The purpose of this work is to investigate the health monitoring and prognostics possibilities of drivetrain

bearings in a floating spar-buoy offshore wind turbine. The drivetrain concept considered in this work is

based on DTU's 10-MW reference wind turbine. Specifically, this study targets the prognosis of four critical

drivetrain bearings located in the main shaft and the high-speed shaft. The absence of run-to-failure data

of real wind farms, although inconvenient, is overcome by using model-generated degradation data. A high-fidelity numerical twin of a state-of-the-art drivetrain concept is used in this work and is established using a

multi-body system (MBS) approach. The numerical twin models a medium-speed 10-MW gearbox that

consists of 3 stages, 2 planetary stages and 1 parallel stage, supported in a 4-point configuration layout

with two main bearings and two torque arms. The drivetrain concept studied in this work uses a novel

selection of bearings which is currently gaining traction in large offshore wind turbines.
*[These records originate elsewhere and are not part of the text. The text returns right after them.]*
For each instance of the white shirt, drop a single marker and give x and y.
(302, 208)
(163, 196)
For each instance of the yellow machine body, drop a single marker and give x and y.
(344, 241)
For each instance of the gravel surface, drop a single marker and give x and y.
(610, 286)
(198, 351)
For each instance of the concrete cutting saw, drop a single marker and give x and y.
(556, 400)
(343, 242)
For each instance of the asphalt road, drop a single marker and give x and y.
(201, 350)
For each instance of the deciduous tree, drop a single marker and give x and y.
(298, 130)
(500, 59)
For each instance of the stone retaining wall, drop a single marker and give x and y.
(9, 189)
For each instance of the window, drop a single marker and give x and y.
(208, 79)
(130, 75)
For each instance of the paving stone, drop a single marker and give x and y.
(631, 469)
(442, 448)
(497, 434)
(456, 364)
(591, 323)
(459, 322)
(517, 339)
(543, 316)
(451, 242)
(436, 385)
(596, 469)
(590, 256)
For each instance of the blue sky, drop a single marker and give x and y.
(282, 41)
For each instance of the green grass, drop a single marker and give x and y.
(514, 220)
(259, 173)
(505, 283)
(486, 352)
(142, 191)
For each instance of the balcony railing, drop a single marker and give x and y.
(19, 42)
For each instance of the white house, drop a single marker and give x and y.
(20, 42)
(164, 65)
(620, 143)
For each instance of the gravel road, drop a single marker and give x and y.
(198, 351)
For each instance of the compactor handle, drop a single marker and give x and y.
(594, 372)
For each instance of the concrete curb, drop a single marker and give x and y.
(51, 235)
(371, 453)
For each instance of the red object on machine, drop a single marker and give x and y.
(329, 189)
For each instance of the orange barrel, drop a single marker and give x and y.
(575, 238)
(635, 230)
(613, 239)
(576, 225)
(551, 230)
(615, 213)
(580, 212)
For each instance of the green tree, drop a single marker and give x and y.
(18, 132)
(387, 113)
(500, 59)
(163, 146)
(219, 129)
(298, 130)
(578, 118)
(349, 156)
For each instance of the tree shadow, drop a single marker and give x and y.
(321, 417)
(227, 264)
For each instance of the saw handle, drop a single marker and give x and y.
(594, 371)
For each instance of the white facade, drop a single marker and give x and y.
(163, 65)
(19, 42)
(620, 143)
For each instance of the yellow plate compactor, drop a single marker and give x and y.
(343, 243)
The two main

bearings that support the main shaft are tapered roller bearings (TRB) that carry both axial and radial loads

as opposed to the main bearings used in traditional high-speed gearbox designs which typically use a

cylindrical roller bearing to carry radial loads and a spherical roller bearing to carry axial loads.

Faults are applied on the main bearing and on the high-speed shaft bearings of the numerical model. The

model-generated degradation data, namely forces and acceleration measurements at several shafts and

bearings, is used as input data for two independent prognosis models: a physics-based prognosis model

and a data-driven prognosis model. The physics-based approach will culminate in a prediction of the

remaining useful life (RUL) of several bearings under a range of faults. The fault detection and fault

prognosis capabilities of the proposed prognosis methods is evaluated and compared. This work will also

assess the merits and limitations of using model-generated degradation data for the development of

prognosis models. Lastly, based on this study, the requirements to enable bearing prognosis from a purely

data-driven approach, as opposed to a physics-based approach, is put forth.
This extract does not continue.